This year’s federal budget makes clear that higher education is vital and central to how the government sees Canada adapting to and succeeding in the future world of work.
Here are five programs introduced or enhanced in the 2019 budget that will impact higher education. Details for many new programs will be outlined over the coming months.
Work-integrated learning: As expected, the government is investing in helping far more students connect classroom learning with the workplace. By 2023, the government envisions another 84,000 new work placements for college and university students. Engineering and business students have long been able to combine classroom education with co-op learning, but the new plan envisions expanding placements to students in all disciplines. Including students from humanities and social sciences in work-integrated learning has been one of the key advocacy points from the Business/Higher Education Roundtable – of which the University of Toronto is one co-founding member.

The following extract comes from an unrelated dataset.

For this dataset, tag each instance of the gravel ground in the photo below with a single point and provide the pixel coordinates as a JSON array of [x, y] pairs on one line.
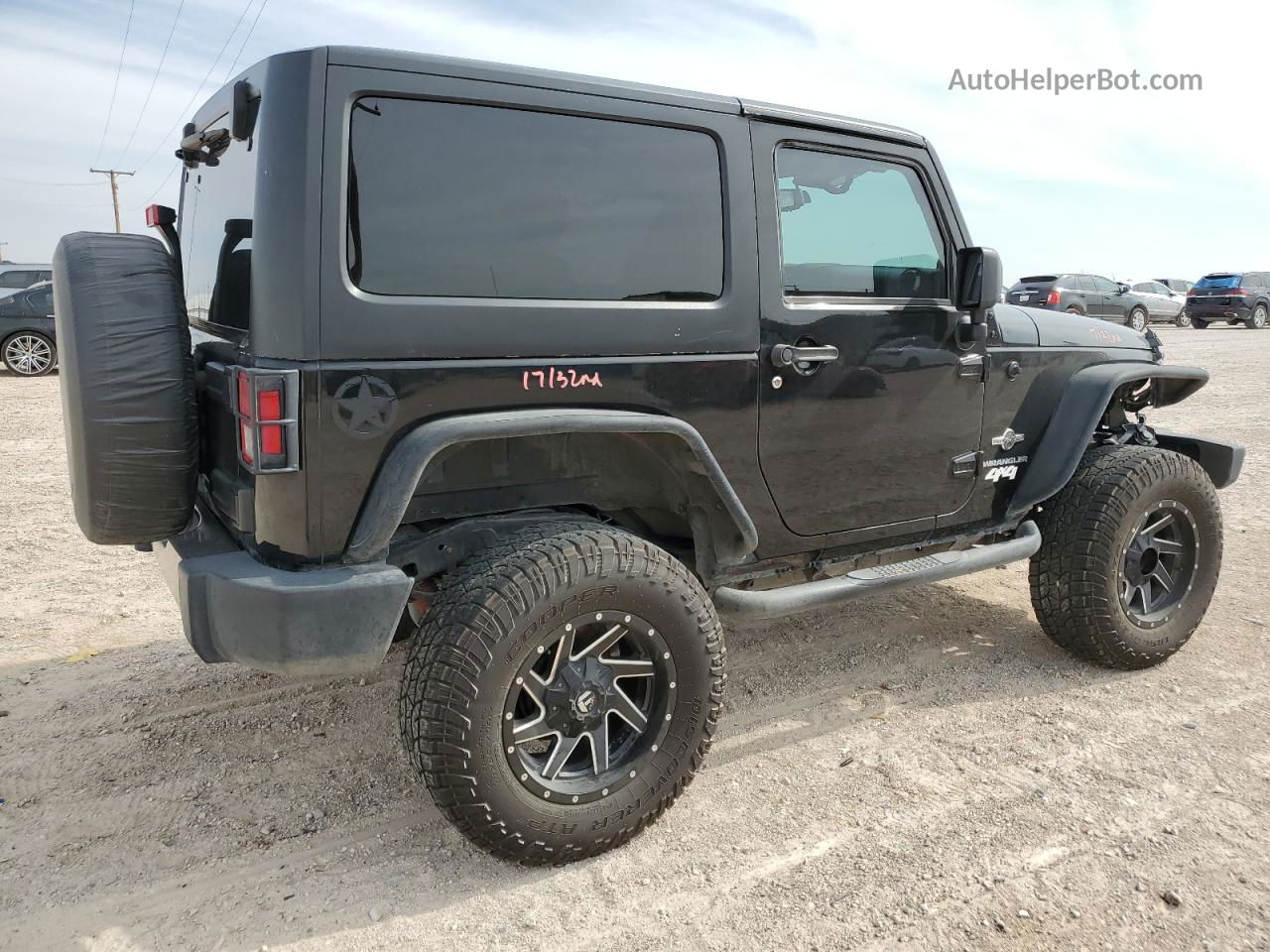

Evidence is strong that WIL experiences lead to increased post-graduation employment, improvements in self-efficacy, and understanding of how classroom material can translate to workplace skills. “These significant investments in experiential learning are investments in Canada’s future,” said University of Toronto President Meric Gertler.
The federal budget also adopts another of BHER’s advocacy points: that every Canadian student have the opportunity to get a work-integrated experience. The endpoint for that goal is in 10 years.
Study abroad: The federal budget promises to invest $147.9-million in a new International Education Strategy, one that combines continued efforts to recruit students here and encourages Canadians to study abroad. Universities have called on the federal government to adopt an ambitious target of sending 30,000 students abroad in the next 10 years. Currently, only a tenth of Canadian students spend time studying abroad during their degree. The new funding will help provide the people-to-people relationships that seed future trade deals, an important goal as Canada seeks to diversify its economic links.
Fundamental Science Review: The budget continues to make progress on the federal government’s support of the recommendations of Canada’s Fundamental Science Review. A proposed $114-million to the federal granting councils will fund 500 master’s level and 167 doctoral level scholarships each year. The University of Toronto has advocated for full implementation of the Naylor Report including new money for graduate scholarships and post-doctoral placements. Success rates in federal grant competitions for graduate students are as low as 10 per cent.
Lifelong learning: The budget introduces the Canada Training Benefit, an individual, lifelong learning account (ILA). The Canada Training Benefit caps the amount of money that can be kept in the account, and gives workers employment protections to request a leave to upgrade their skills.
Post-Secondary Student Support Program: 327.5-million over five years has been allocated to the program, which supports indigenous post-secondary learners. Stable and growing funding will complement all universities’ efforts to provide students a culturally-appropriate curriculum.